Conservatives do not like what this would do to society, from the moral repercussions to healthcare costs.
There are, however, much deeper roots to the conservative objection: The conservative philosophy is grounded in and guided by eternal truths; it does not separate itself from God. It moves toward God, and it understands freedom in the way God intended freedom to be exercised.
A Biblical verse that explains this is Paul's Galatians 5:13-14: "For you were called for freedom, brothers. But do not use this freedom as an opportunity for the flesh; rather, serve one another through love. For the whole law is fulfilled in one statement, namely, 'You shall love your neighbor as yourself.'"

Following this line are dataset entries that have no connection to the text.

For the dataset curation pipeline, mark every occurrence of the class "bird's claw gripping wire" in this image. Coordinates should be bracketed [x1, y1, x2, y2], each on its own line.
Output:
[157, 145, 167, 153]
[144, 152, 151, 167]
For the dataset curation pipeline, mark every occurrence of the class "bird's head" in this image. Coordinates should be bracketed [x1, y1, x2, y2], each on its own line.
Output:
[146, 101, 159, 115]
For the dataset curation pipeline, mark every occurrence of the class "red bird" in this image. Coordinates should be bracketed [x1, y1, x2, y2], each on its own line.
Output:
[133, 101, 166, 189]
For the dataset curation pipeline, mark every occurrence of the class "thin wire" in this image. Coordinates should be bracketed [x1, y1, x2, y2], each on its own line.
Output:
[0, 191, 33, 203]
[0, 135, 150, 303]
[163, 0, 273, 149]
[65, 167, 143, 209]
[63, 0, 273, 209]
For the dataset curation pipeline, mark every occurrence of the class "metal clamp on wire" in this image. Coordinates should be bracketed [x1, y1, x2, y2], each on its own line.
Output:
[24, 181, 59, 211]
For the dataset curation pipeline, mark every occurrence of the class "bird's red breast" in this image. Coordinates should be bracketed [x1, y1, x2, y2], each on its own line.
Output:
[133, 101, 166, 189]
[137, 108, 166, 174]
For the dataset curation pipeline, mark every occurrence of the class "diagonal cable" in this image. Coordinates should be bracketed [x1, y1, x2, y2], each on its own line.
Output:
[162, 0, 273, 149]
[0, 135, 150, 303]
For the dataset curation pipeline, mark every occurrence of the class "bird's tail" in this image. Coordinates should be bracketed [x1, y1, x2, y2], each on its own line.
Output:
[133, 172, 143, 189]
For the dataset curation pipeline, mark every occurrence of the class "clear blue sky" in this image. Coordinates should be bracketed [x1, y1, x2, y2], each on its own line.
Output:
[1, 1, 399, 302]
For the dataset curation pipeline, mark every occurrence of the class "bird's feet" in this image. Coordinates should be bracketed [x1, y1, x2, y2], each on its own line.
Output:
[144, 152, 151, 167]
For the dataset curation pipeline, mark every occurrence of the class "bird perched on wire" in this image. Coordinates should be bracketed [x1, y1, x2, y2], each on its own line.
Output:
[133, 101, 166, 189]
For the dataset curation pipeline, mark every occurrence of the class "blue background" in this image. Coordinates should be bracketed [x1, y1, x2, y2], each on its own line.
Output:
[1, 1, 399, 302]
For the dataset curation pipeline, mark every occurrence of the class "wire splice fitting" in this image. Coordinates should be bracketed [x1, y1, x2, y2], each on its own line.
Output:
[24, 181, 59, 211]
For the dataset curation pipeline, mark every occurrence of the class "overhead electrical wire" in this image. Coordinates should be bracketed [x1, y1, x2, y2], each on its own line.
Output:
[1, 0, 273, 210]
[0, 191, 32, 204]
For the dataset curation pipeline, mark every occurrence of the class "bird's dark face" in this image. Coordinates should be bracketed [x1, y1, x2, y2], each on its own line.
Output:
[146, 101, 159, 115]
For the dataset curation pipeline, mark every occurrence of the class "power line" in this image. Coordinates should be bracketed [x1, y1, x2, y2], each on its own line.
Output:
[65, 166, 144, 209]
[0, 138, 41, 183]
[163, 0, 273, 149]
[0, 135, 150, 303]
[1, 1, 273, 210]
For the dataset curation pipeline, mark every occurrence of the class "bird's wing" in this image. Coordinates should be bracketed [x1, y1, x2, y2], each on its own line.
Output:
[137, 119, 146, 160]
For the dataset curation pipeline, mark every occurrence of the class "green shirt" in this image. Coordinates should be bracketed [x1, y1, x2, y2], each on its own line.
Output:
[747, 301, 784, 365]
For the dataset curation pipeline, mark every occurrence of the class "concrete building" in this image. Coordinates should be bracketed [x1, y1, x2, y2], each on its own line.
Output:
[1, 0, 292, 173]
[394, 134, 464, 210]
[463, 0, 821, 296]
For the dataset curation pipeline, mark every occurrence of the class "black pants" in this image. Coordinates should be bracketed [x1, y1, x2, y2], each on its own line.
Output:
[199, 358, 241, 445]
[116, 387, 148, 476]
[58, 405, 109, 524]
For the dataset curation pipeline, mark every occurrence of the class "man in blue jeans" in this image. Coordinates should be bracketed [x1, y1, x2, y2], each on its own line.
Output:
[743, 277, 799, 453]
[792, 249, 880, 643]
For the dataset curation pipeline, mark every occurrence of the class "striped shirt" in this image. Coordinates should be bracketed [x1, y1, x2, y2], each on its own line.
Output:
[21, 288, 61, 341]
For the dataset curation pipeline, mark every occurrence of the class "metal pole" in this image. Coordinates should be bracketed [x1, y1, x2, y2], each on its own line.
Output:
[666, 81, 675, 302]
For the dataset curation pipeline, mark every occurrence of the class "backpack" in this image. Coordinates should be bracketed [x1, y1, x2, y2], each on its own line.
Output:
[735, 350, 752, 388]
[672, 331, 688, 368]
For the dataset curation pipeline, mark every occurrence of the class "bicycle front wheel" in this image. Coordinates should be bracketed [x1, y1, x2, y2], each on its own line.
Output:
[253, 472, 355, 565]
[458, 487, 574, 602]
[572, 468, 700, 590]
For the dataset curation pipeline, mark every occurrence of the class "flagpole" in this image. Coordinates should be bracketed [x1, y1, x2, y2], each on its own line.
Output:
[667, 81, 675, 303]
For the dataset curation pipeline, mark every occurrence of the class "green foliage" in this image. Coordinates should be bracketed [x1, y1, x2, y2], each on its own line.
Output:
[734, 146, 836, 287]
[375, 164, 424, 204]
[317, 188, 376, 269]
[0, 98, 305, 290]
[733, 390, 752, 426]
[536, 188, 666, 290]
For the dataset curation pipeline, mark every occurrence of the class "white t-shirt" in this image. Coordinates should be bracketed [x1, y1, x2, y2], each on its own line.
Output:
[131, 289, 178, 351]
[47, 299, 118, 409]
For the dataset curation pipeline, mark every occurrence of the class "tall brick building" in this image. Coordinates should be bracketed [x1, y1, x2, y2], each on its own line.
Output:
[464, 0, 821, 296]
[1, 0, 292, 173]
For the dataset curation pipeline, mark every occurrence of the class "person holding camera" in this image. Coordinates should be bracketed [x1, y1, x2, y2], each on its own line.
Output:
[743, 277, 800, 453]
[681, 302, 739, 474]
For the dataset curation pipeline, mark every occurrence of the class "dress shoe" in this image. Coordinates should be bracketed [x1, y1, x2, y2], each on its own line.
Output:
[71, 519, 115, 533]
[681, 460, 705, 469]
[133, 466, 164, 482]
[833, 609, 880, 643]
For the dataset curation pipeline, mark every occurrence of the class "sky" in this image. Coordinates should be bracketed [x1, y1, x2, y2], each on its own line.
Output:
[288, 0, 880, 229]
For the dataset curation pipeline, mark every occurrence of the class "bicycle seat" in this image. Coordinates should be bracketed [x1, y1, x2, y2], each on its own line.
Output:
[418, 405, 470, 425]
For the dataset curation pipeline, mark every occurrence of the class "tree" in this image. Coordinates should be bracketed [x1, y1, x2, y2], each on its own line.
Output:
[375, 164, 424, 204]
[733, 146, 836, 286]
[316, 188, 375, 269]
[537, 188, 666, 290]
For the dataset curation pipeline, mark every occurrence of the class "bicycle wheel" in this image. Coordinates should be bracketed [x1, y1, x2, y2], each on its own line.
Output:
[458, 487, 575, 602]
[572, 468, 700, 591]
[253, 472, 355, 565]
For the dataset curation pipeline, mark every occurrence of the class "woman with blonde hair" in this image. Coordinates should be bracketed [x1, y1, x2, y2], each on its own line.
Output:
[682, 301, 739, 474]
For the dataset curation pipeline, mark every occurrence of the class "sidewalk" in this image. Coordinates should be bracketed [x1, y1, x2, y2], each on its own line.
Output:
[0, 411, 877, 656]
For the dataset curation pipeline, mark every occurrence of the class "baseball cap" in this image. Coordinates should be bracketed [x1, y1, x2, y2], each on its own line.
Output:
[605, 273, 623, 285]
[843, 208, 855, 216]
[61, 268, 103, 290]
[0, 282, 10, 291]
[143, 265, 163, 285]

Note the caveat, the "but" that follows, "For you were called for freedom, brothers." This is not a hedonistic or uncontrolled freedom.
The gamut of vices that libertarians want to legalize, from drugs to prostitution, means wrongly exploiting "freedom" as opportunities for the flesh. And doing so, even if the proponent of these freedoms does not imbibe in them, certainly does not serve Christ's ultimate mandate that we serve our neighbor in a loving way.
Conservatives believe that responsible freedom is a guide to successful living in a successful society. Fallen humanity ought to strive for the holiness of Augustine's City of God, not the selfish, fleshly indulgence of the City of Man. The first flawed interpretation of freedom took place in the Garden of Eden. The mistake has been repeated enough already.
William F. Buckley Jr. alluded to this understanding when he declared, "I mean to live my life an obedient man, but obedient to God, subservient to the wisdom of my ancestors; never to the authority of political truths arrived at yesterday at the voting booth." Nor, one might add, to political truths toasted up at the bong bar of the local Hash House.
Our political ancestors understood. George Washington, the father of this country, stated that self-governance by the individual is essential to self-governance by a democracy. This proper understanding of liberty is embedded in the fabric of this nation. Our earliest politicians, literally all the way to the current president, spoke of God as "Author of liberty." Listen to the words of one of our most cherished hymns: "Our father's God to Thee, Author of liberty, To thee we sing / Long may our land be bright, With freedom's holy light, Protect us by Thy might, Great God our King."
If you want to remove this from the marrow of this nation, then make your case and try to convince enough others to join you, but understand that you would be supplanting, not affirming or enhancing, the American republic as it was founded.
Conservatism and libertarianism are not simple policy disagreements but fundamentally divergent philosophies on the nature of freedom, religion, and the republic itself. Genuine American freedom is not license. A nation hurts rather than helps itself by legalizing its vices--drugs included.